1. Introduction to SpaCy
In this video, we'll take a look at SpaCy, another great library for natural language processing.
2. What is SpaCy?
SpaCy is a NLP library similar to Gensim, but with different implementations, including a particular focus on creating NLP pipelines to generate models and corpora. SpaCy is open-source and has several extra libraries and tools built by the same team, including Displacy - a visualization tool for viewing parse trees which uses Node-js to create interactive text.
3. Displacy entity recognition visualizer
For example, if we use the displacy entity recognition visualizer which has a live demo online, we can enter the sentence used in the last video. Here, we can see the SpaCy has identified three named entities and tagged them with the appropriate entity label -- such as location or person. SpaCy also has tools to build word and document vectors from text.
4. SpaCy NER
To start using spacy for Named entity recognition, we must first install it and download all the appropriate pre-trained word vectors. You can also train vectors yourself and load them; but the pretrained ones let us get started immediately.

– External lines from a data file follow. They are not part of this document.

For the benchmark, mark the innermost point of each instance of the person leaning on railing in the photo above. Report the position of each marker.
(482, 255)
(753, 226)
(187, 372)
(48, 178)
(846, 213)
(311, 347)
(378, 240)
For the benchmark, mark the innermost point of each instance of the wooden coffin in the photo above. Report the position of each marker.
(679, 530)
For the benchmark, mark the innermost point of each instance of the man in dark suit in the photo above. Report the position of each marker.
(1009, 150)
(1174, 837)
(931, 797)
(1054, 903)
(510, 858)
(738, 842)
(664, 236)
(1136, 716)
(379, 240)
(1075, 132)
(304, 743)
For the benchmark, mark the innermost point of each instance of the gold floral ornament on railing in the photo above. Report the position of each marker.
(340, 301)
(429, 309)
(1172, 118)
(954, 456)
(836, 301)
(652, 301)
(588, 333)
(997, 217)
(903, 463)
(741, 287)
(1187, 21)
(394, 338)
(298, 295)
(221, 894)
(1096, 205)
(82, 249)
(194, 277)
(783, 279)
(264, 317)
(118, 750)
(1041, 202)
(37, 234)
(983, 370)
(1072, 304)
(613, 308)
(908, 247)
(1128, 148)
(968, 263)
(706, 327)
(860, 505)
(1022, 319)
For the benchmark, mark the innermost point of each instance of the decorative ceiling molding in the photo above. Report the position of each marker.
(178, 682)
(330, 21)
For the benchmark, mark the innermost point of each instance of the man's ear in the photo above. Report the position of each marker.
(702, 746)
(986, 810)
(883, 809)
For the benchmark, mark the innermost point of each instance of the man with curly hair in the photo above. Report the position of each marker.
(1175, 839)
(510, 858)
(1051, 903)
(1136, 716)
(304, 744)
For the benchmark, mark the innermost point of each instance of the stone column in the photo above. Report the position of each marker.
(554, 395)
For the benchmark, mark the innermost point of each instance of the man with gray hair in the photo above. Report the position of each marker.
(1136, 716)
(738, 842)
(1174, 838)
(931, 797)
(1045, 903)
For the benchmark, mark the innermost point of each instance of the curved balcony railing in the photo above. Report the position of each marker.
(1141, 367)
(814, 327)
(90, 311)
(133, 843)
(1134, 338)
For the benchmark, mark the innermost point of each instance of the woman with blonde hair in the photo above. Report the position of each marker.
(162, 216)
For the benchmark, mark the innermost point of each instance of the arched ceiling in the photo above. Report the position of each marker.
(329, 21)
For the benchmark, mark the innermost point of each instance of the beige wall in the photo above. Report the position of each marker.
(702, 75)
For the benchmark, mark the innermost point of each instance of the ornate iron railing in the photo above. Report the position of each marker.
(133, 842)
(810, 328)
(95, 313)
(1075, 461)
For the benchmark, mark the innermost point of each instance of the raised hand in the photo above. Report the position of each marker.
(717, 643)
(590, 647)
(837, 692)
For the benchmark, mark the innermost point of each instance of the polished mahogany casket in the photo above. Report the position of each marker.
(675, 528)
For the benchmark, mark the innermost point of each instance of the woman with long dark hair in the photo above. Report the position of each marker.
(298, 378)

We can load those into an object, NLP, which functions similarly to our Gensim dictionary and corpus. It has several linked objects, including entity which is an Entity Recognizer object from the pipeline module. This is what is used to find entities in the text.
Then we load a new document by passing a string into the NLP variable. When the document is loaded, the named entities are stored as a document attribute called ents. We see Spacy properly tagged and identified the three main entities in the sentence.
We can also investigate the labels of each entity by using indexing to pick out the first entity and the label_ attribute to see the label for that particular entity. Here we see the label for Berlin is GPE or Geopolitical entity.
Spacy has several other language models available, including advanced German and Chinese implementations. It's a great tool especially if you want to build your own extraction and natural language processing pipeline quickly and iteratively.
5. Why use SpaCy for NER?
Why use Spacy for NER? Outside of being able to integrate with the other great Spacy features like easy pipeline creation, it has a different set of entity types and often labels entities differently than nltk.
In addition, Spacy comes with informal language corpora, allowing you to more easily find entities in documents like Tweets and chat messages. It's a quickly growing library, so it might even have more languages supported by the time you are watching this video!
6. Let's practice!
For now, however, you can get started using Spacy for named entity recognition!